Collection of biopsies
During upper GI endoscopy, the gastric biopsies were collected and stored with Brucella broth containing glycerol in a − 80 °C freezer until they were used for the isolation of H. pylori.

Isolation of H. pylori
Gastric biopsies were inoculated on brain heart infusion (BHI) agar (BD Difco, Sparks, Maryland, US) containing antibiotic cocktail, Dent (Oxoid, Basingstoke, England), 0.4% IsoVitaleX (Difco BBL, Sparks, Maryland, US), 7% calf serum and 2% charcoal. The plates were then incubated under microaerobic conditions (5% oxygen and 10% carbon dioxide) at 37 °C for 5 days. H. pylori appeared as typical fine translucent colonies. Single colonies were picked up and expanded on the plates containing the same medium but without charcoal. The isolated pure H. pylori strains were harvested in BHI broth containing 20% glycerol and were preserved in the − 80 °C freezer for further use.

Isolation of genomic DNA and genotyping
Genomic DNA was isolated from the lawn of H. pylori cultures grown on BHI-agar plates [40]. The vacA alleles vacAs1/vacAs2, vacAm1/vacAm2) and the presence or absence of cagA gene were detected by a multiplex PCR [41] (Supplementary Table 3). The vacAi1/vacAi2 status was detected by a separate PCR as described elsewhere [42] (Supplementary Table 3). The cagA 3’ end was amplified by PCR and sequenced by the Sanger method.

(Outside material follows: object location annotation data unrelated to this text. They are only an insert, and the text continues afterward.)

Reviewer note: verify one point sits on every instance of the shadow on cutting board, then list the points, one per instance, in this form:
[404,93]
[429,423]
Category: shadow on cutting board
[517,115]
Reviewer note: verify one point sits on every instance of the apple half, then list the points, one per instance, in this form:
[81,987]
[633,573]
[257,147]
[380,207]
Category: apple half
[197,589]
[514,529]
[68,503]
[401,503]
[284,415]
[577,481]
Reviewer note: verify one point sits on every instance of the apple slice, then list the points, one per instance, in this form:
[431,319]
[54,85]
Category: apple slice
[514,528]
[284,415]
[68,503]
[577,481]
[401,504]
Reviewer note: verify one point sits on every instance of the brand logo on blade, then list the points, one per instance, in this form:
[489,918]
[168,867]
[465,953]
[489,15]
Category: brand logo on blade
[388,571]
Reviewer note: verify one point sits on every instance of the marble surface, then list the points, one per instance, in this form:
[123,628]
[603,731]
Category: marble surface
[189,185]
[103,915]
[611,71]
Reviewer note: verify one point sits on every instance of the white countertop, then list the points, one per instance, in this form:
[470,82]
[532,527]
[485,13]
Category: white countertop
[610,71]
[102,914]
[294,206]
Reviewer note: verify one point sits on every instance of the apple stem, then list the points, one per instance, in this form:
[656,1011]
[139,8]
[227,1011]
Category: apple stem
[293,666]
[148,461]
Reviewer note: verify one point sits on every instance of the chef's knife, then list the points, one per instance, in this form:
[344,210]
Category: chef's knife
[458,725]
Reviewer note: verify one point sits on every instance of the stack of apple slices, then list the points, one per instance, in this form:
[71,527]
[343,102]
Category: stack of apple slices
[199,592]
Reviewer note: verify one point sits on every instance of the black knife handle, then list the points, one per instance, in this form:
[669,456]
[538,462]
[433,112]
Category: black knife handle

Whole genome sequencing of the H. pylori strains
For 25 Sikkim H. pylori strains, Whole Genome Sequencing (WGS) was performed using Illumina Novaseq 6000 (Supplementary Table 4). Bcl2fastq program was used for base calling the fastq reads. The short reads obtained after base calling were used for bacterial genome assembly using the Unicycler (v0.5.0) pipeline. The k-mer range for SPAdes was selected based on the length of the input reads to maximise the chance of getting an ideal assembly (k-mer range: 27, 47, 63, 77, 89, 99, 107, 115, 121, 127; Median read length: 250). After assembly, a score was given to the assembly graph for each k-mer using the number of contigs. Various cleaning protocols were used to remove overlaps and merge the segments. Paired-end information was used to perform repeat resolution (RR) and produce contigs from the assembly graph. A bridge was created from the path if the graph path contains two or more anchor contigs. The graph was applied in decreasing order of quality and the most supported option is used. The depth of coverage was estimated using SAMtools after alignment of each of the raw reads with H. pylori reference strain 26695.
The Galaxy (https://usegalaxy.org/) platform was used to analyse the whole genomes using Prokka (Galaxy Version 1.14.6 + galaxy1) and Roary (Galaxy Version 3.13.0 + galaxy2). The WGS of the 25 strains from Sikkim and 131 strains from different regions of the world were analysed (Supplementary Table 5). The Roary tool sorts the genes in the pangenome into core genes, soft core genes, shell genes and cloud genes. The ‘core genome’ includes the conserved set of genes that are present in all the H. pylori genomes used for analysis. The genes present in 95 to 99% of the genomes are classified as soft core genes and those in 15 to 94% of the genomes as shell genes. Cloud genes are those that are present in only 0 to 14% of the genomes. As the core genome represents the functional backbone of the genome, it can be used as a reliable marker for studying the evolutionary divergence and genetic stability of different populations within the species. The summary statistics file obtained from Roary analysis shows the number of genes in the four categories, core genes, soft core genes, shell genes, cloud genes and the total number of genes in the pangenome. The core genes were identified from the Gene_Presence_Absence file in.csv format which contains information such as gene names and gene annotations. The sequences of the 747 core genes were extracted from the Prokka annotation output and were used for further analyses. The 747 core genes from 25 Sikkim strains and 131 global strains were further used for performing comparative phylogenetic analyses, SNP distance analyses and similarity index.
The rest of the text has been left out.